Encountering formal apologetics, such as presented by Dr. Craig, is fascinating. Duncan's critique of "On Guard" confirms and elaborates some of my informal observations - there's a lot of bait-and-switch, ad hominem attacks, bare assertion and avoidance in the tactics that a polished apologist such as Dr. Lane uses. Informal and amateur apologists, such as we encounter at P:TKAI should be less of a challenge due to their less practiced and polished approach. That's not really true.

We have a new commenter on P:TKAI who is a friend of Bruce, and who is a believer that's quite willing to engage in apologia. It's both head-shaking and irritating. He often makes claims out of thin air that seem as if they're from other conversations. The other day, he stated (quote) "By the way, nice touch on you approving our evidence that God and Jesus exist. Einstein found enough evidence. ...". He was replying to me after I chided him on a false equivalence that he used to bait commenters into demonstrating that scientific proof cannot be certain. It was a mess. This "evidence" rejoinder was completely out of the blue, and certainly didn't address anything that I had written. *

Here's where I'm going with this: I see a pattern with the vocal believers, in that they have (at least on the P:TKAI blog) exhibited a tendency toward non-sequitur. Three different apologists come to mind, each replying to specific posts with declarations that were either off the point (but still in the ballpark) or from completely beyond left field, like the one I cite above.

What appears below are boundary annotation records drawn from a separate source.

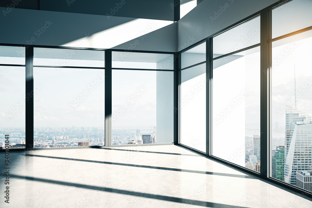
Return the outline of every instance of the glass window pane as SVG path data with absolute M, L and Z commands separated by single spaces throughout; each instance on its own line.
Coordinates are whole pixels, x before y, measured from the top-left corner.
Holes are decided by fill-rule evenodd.
M 206 42 L 181 54 L 181 68 L 183 69 L 206 60 Z
M 173 54 L 113 51 L 112 67 L 173 70 Z
M 214 156 L 260 172 L 260 47 L 214 61 Z
M 105 145 L 105 70 L 34 68 L 35 148 Z
M 26 74 L 24 67 L 0 66 L 0 149 L 25 148 Z
M 181 71 L 181 144 L 206 152 L 206 65 Z
M 173 72 L 113 70 L 113 145 L 173 142 Z
M 311 31 L 272 43 L 271 100 L 271 177 L 309 191 L 311 47 Z
M 104 67 L 105 54 L 101 51 L 35 48 L 34 65 Z
M 214 37 L 213 57 L 260 43 L 260 25 L 259 16 Z
M 272 38 L 312 26 L 312 1 L 293 0 L 272 10 Z
M 0 64 L 25 65 L 25 47 L 0 46 Z

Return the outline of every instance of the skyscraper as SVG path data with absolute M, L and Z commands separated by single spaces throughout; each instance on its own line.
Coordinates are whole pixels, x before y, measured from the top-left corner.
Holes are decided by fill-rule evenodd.
M 297 172 L 312 170 L 312 124 L 309 115 L 286 107 L 284 179 L 295 185 Z
M 141 137 L 141 134 L 139 135 L 139 138 L 138 138 L 138 143 L 139 144 L 143 144 L 143 140 Z
M 152 136 L 152 143 L 153 144 L 156 143 L 156 134 L 155 133 L 155 129 L 153 130 L 153 135 Z
M 257 160 L 260 161 L 260 136 L 257 135 L 254 135 L 253 139 L 254 155 L 257 156 Z
M 257 161 L 257 163 L 255 165 L 255 171 L 258 172 L 260 172 L 260 161 Z
M 251 161 L 248 161 L 246 163 L 245 167 L 250 170 L 255 170 L 255 167 L 252 164 L 252 162 Z
M 296 173 L 296 178 L 297 186 L 312 191 L 312 171 L 298 171 Z
M 252 163 L 252 164 L 254 166 L 257 163 L 256 155 L 250 155 L 249 156 L 249 161 Z
M 150 134 L 144 134 L 142 135 L 142 140 L 143 140 L 143 144 L 152 144 L 153 141 Z
M 277 146 L 276 150 L 272 151 L 272 177 L 284 181 L 285 147 Z

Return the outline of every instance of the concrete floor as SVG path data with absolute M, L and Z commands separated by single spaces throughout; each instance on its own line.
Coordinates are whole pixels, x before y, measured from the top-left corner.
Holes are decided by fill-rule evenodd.
M 9 157 L 10 203 L 1 170 L 1 207 L 312 207 L 309 197 L 173 145 Z

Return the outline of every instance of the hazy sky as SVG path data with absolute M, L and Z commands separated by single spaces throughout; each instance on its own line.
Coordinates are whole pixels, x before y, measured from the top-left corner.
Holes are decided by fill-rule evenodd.
M 25 67 L 0 66 L 0 128 L 25 128 Z

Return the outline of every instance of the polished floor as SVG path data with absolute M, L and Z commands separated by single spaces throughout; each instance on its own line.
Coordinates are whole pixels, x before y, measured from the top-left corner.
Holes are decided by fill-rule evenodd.
M 311 207 L 311 199 L 173 145 L 10 153 L 1 207 Z

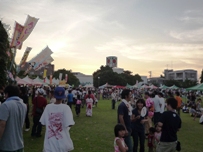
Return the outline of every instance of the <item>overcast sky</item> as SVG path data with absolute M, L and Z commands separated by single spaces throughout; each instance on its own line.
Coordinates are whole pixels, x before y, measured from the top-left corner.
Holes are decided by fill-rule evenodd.
M 16 63 L 27 46 L 30 60 L 48 45 L 55 69 L 84 74 L 112 55 L 118 67 L 145 76 L 203 68 L 202 0 L 0 0 L 0 6 L 11 33 L 27 14 L 39 18 Z

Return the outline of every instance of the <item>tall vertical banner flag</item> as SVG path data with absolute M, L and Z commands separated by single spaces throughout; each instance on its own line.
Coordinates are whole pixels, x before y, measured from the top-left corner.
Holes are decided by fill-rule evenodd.
M 66 80 L 66 82 L 68 81 L 68 74 L 66 74 L 65 80 Z
M 43 74 L 43 78 L 45 79 L 47 76 L 47 69 L 44 69 L 44 74 Z
M 51 63 L 52 61 L 54 61 L 54 59 L 51 56 L 48 56 L 42 62 L 36 63 L 33 69 L 35 71 L 38 71 L 39 69 L 41 69 L 41 68 L 45 67 L 46 65 L 48 65 L 49 63 Z
M 17 40 L 17 44 L 16 44 L 17 49 L 20 49 L 20 46 L 22 45 L 22 43 L 28 38 L 30 33 L 33 31 L 35 25 L 37 24 L 38 20 L 39 19 L 31 17 L 29 15 L 27 16 L 23 31 L 22 31 L 19 39 Z
M 52 85 L 52 75 L 50 75 L 49 80 L 50 80 L 50 85 Z
M 59 80 L 61 81 L 61 79 L 62 79 L 62 73 L 59 73 Z
M 20 25 L 18 22 L 15 22 L 15 29 L 13 33 L 13 39 L 11 41 L 10 47 L 16 47 L 18 43 L 18 39 L 20 38 L 21 33 L 23 32 L 24 26 Z M 22 44 L 19 45 L 19 48 L 21 48 Z
M 31 47 L 27 47 L 26 48 L 26 50 L 25 50 L 25 52 L 24 52 L 24 54 L 23 54 L 23 57 L 22 57 L 22 59 L 21 59 L 21 61 L 20 61 L 20 67 L 24 67 L 24 65 L 25 65 L 25 63 L 26 63 L 26 61 L 27 61 L 27 58 L 28 58 L 28 55 L 29 55 L 29 53 L 30 53 L 30 51 L 32 50 L 32 48 Z

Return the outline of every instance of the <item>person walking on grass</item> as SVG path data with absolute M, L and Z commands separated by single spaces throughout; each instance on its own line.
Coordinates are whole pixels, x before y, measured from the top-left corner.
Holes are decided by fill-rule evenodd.
M 23 152 L 23 125 L 27 111 L 26 104 L 19 98 L 17 86 L 4 90 L 6 101 L 0 105 L 0 151 Z
M 156 152 L 175 152 L 177 145 L 177 131 L 181 128 L 181 119 L 175 112 L 177 100 L 175 98 L 166 99 L 167 111 L 165 111 L 158 126 L 162 128 L 162 134 Z
M 44 108 L 47 105 L 46 98 L 43 97 L 44 90 L 39 88 L 37 90 L 38 95 L 35 97 L 32 101 L 33 109 L 32 109 L 32 116 L 33 116 L 33 126 L 32 126 L 32 137 L 41 137 L 41 131 L 42 131 L 42 124 L 39 122 L 40 117 L 44 111 Z
M 118 106 L 118 123 L 121 123 L 125 128 L 125 143 L 128 147 L 127 152 L 132 152 L 132 140 L 131 140 L 131 116 L 132 107 L 129 103 L 132 94 L 129 89 L 124 89 L 121 93 L 122 102 Z
M 70 107 L 62 104 L 66 98 L 65 89 L 56 87 L 54 90 L 56 102 L 46 106 L 40 122 L 46 126 L 44 152 L 69 152 L 74 149 L 69 130 L 75 122 Z

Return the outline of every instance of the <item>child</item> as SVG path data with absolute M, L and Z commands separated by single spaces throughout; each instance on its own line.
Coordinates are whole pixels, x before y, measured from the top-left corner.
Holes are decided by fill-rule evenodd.
M 149 135 L 148 135 L 148 147 L 149 152 L 154 152 L 154 133 L 156 129 L 154 127 L 149 128 Z
M 154 145 L 156 148 L 161 138 L 161 127 L 158 126 L 158 124 L 155 124 L 155 129 L 156 129 L 156 132 L 154 133 Z
M 76 112 L 77 116 L 79 116 L 79 114 L 80 114 L 81 103 L 82 103 L 82 101 L 80 100 L 80 95 L 77 95 L 77 101 L 76 101 L 76 105 L 75 105 L 75 112 Z
M 114 133 L 114 152 L 127 152 L 128 147 L 123 139 L 125 136 L 125 127 L 122 124 L 117 124 L 114 128 Z

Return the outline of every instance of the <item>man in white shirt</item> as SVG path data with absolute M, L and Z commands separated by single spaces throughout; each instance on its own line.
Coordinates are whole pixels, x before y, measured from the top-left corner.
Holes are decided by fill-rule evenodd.
M 155 97 L 152 100 L 154 102 L 154 124 L 156 124 L 157 122 L 159 122 L 161 106 L 159 96 L 157 95 L 156 91 L 154 91 L 154 95 Z
M 159 102 L 160 102 L 160 114 L 162 114 L 165 110 L 165 100 L 163 98 L 163 93 L 159 92 L 158 93 L 159 96 Z

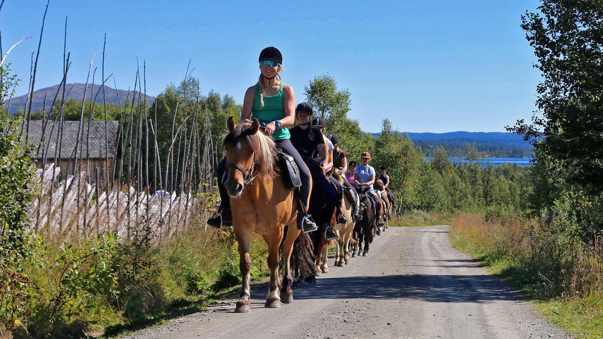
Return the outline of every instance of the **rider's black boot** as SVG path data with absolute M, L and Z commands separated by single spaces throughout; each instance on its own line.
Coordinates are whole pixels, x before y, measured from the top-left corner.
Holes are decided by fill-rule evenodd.
M 304 233 L 309 233 L 318 229 L 318 226 L 316 226 L 316 223 L 312 220 L 309 214 L 298 212 L 297 229 L 302 230 Z
M 343 225 L 347 223 L 347 219 L 346 219 L 346 216 L 341 213 L 341 211 L 337 212 L 336 214 L 336 218 L 337 219 L 337 223 L 338 224 Z
M 333 240 L 338 238 L 339 236 L 337 236 L 337 233 L 333 232 L 333 226 L 329 226 L 324 230 L 324 238 L 326 240 Z
M 222 229 L 223 227 L 232 226 L 232 211 L 230 208 L 222 209 L 218 212 L 215 217 L 207 220 L 207 224 L 218 229 Z

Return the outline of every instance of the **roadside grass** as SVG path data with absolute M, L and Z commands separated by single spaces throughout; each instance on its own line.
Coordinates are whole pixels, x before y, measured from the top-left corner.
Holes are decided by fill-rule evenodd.
M 57 306 L 59 322 L 49 319 L 44 305 L 52 304 L 55 291 L 70 291 L 71 286 L 85 284 L 89 276 L 66 276 L 69 279 L 68 285 L 61 276 L 62 267 L 55 268 L 55 263 L 61 261 L 52 260 L 63 258 L 65 249 L 75 251 L 77 255 L 73 258 L 86 251 L 95 253 L 99 244 L 115 237 L 104 236 L 93 248 L 84 235 L 61 239 L 45 236 L 44 247 L 37 254 L 48 258 L 47 264 L 31 265 L 26 272 L 37 287 L 35 297 L 28 305 L 33 319 L 48 325 L 42 328 L 31 323 L 27 332 L 16 333 L 15 338 L 119 337 L 203 311 L 212 302 L 233 293 L 241 284 L 234 235 L 228 229 L 226 232 L 204 230 L 204 221 L 203 215 L 192 218 L 188 226 L 164 239 L 157 239 L 151 232 L 145 233 L 140 225 L 135 226 L 131 240 L 114 242 L 112 249 L 107 250 L 110 259 L 103 264 L 116 274 L 110 285 L 95 293 L 77 292 L 78 298 L 84 297 L 81 302 L 66 299 Z M 268 275 L 267 246 L 261 236 L 255 233 L 250 244 L 251 279 L 261 281 Z M 86 273 L 93 267 L 93 262 L 70 258 L 65 261 L 78 265 L 74 271 Z M 85 307 L 74 306 L 82 302 Z
M 453 218 L 453 246 L 507 281 L 551 322 L 579 339 L 603 338 L 603 249 L 567 253 L 534 235 L 535 221 L 488 221 L 480 215 Z
M 422 211 L 413 210 L 390 220 L 391 227 L 421 227 L 447 224 L 450 215 L 440 214 L 428 214 Z

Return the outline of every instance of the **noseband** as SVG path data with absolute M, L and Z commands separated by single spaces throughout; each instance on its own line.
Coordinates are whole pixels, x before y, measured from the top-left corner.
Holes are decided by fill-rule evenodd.
M 233 163 L 229 163 L 225 166 L 226 168 L 235 168 L 235 170 L 238 170 L 243 173 L 243 177 L 245 177 L 245 182 L 243 182 L 243 188 L 245 186 L 251 185 L 253 182 L 253 179 L 256 179 L 257 176 L 257 173 L 256 173 L 254 176 L 253 173 L 256 171 L 256 169 L 259 166 L 259 163 L 257 161 L 257 157 L 256 156 L 255 153 L 253 153 L 253 165 L 251 165 L 251 168 L 249 169 L 248 172 L 246 172 L 244 169 L 238 163 L 234 162 Z M 222 176 L 222 183 L 224 183 L 226 182 L 226 174 L 228 173 L 227 171 L 224 171 L 224 174 Z

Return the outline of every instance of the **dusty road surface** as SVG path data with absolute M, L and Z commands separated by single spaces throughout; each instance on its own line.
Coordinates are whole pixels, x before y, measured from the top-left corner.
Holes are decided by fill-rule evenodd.
M 235 300 L 225 300 L 131 337 L 572 338 L 452 248 L 447 226 L 391 227 L 368 256 L 331 267 L 280 308 L 264 308 L 267 292 L 265 284 L 252 288 L 249 313 L 233 313 Z

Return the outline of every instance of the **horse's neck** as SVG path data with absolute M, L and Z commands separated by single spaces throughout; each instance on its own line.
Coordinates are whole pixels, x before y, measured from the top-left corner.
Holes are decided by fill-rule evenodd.
M 343 178 L 341 177 L 341 172 L 338 173 L 338 172 L 336 172 L 336 171 L 333 171 L 333 176 L 335 177 L 335 179 L 337 180 L 337 181 L 338 181 L 339 182 L 339 183 L 341 183 L 341 185 L 343 185 Z

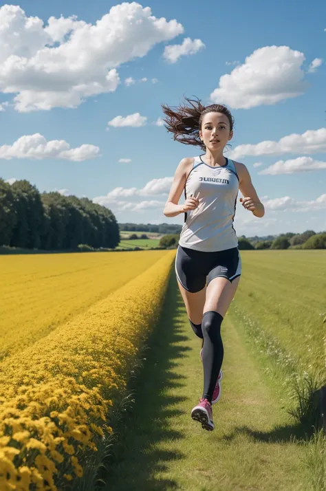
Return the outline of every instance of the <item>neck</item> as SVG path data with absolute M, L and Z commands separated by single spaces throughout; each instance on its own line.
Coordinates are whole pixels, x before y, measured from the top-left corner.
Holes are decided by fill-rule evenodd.
M 226 163 L 226 159 L 223 156 L 223 150 L 219 150 L 216 152 L 212 152 L 208 149 L 206 149 L 205 154 L 205 160 L 208 165 L 224 166 Z

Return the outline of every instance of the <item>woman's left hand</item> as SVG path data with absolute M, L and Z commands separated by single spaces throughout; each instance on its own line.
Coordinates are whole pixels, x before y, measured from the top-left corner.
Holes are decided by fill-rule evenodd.
M 246 198 L 240 198 L 240 203 L 242 204 L 243 208 L 250 211 L 254 211 L 257 209 L 258 203 L 254 203 L 250 197 Z

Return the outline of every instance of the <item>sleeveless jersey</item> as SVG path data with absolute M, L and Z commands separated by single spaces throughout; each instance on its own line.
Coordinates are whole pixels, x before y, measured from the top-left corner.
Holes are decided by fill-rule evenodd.
M 180 246 L 206 252 L 237 247 L 233 228 L 239 177 L 235 164 L 213 167 L 195 157 L 184 187 L 184 197 L 199 200 L 198 207 L 184 213 Z

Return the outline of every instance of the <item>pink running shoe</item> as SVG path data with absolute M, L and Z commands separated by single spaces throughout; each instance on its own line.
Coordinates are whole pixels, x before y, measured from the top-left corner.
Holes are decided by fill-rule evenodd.
M 203 361 L 203 349 L 200 350 L 200 358 L 202 358 L 202 361 Z M 222 393 L 222 388 L 221 386 L 221 380 L 223 378 L 223 372 L 221 369 L 219 373 L 219 377 L 217 378 L 217 382 L 216 382 L 215 385 L 215 389 L 214 389 L 214 392 L 213 393 L 213 397 L 212 397 L 212 404 L 215 404 L 217 402 L 218 402 L 221 398 L 221 395 Z
M 202 423 L 202 427 L 204 430 L 208 431 L 214 430 L 212 405 L 208 399 L 199 399 L 199 404 L 195 406 L 191 411 L 191 417 L 195 421 Z

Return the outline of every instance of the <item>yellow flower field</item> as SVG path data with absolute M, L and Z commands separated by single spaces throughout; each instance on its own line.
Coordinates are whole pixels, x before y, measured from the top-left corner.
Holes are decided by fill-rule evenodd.
M 96 288 L 96 275 L 100 282 L 105 277 L 100 273 L 100 257 L 103 265 L 111 261 L 111 274 L 107 266 L 108 283 L 119 284 L 118 272 L 129 281 L 120 278 L 120 288 L 0 362 L 1 491 L 63 491 L 69 481 L 83 476 L 85 450 L 97 451 L 96 441 L 112 431 L 107 424 L 110 408 L 125 388 L 133 361 L 158 318 L 175 251 L 136 254 L 100 253 L 93 259 L 96 265 L 93 282 L 89 271 L 93 254 L 85 257 L 89 294 L 91 285 Z M 133 279 L 131 255 L 138 263 L 133 271 L 142 268 Z M 108 256 L 114 256 L 114 261 Z M 50 256 L 43 257 L 52 261 Z M 26 262 L 30 259 L 26 257 Z M 74 259 L 69 263 L 71 271 Z M 113 263 L 120 263 L 115 274 Z M 32 271 L 30 267 L 30 275 Z M 36 283 L 40 275 L 39 270 L 35 272 Z M 69 274 L 61 270 L 60 276 L 62 291 L 66 291 L 65 278 L 73 287 Z M 23 272 L 21 278 L 28 281 L 36 298 L 37 288 L 30 276 Z M 103 291 L 98 289 L 97 294 Z M 41 292 L 39 298 L 41 301 Z M 75 305 L 81 309 L 80 302 Z M 37 336 L 39 329 L 35 332 Z
M 142 273 L 164 250 L 0 256 L 0 360 Z

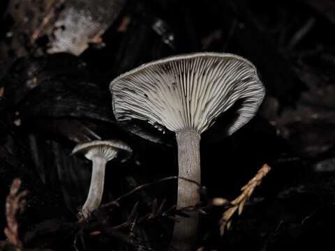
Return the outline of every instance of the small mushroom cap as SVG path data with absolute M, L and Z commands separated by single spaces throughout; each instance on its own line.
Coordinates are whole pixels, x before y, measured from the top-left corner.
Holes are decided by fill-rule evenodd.
M 72 151 L 72 154 L 81 153 L 90 160 L 98 157 L 109 161 L 118 155 L 126 160 L 132 152 L 131 147 L 126 143 L 120 140 L 110 139 L 78 144 Z
M 160 130 L 203 132 L 236 109 L 227 135 L 256 113 L 265 91 L 257 70 L 241 56 L 201 52 L 170 56 L 124 73 L 110 85 L 118 121 L 147 121 Z M 238 102 L 239 105 L 233 106 Z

The pattern is that words go in one ear, and are replaced, partially or completely, with something off-topic. It's too small of a sample to make a general statement, but ***it looks like*** there's a comprehension problem at work. Or dishonesty. Time will tell.


* There's a fine line to be tread on the P:TKAI blog, since Bruce wants it to be civil ... add to that we're now dealing with a personal friend of his. With a little too much caffeine and some shorter-than-normal patience, and I can see accusations of stupidity, delusion and childishness becoming hard to resist. Counting to ten - or sleeping on it - is definitely warranted.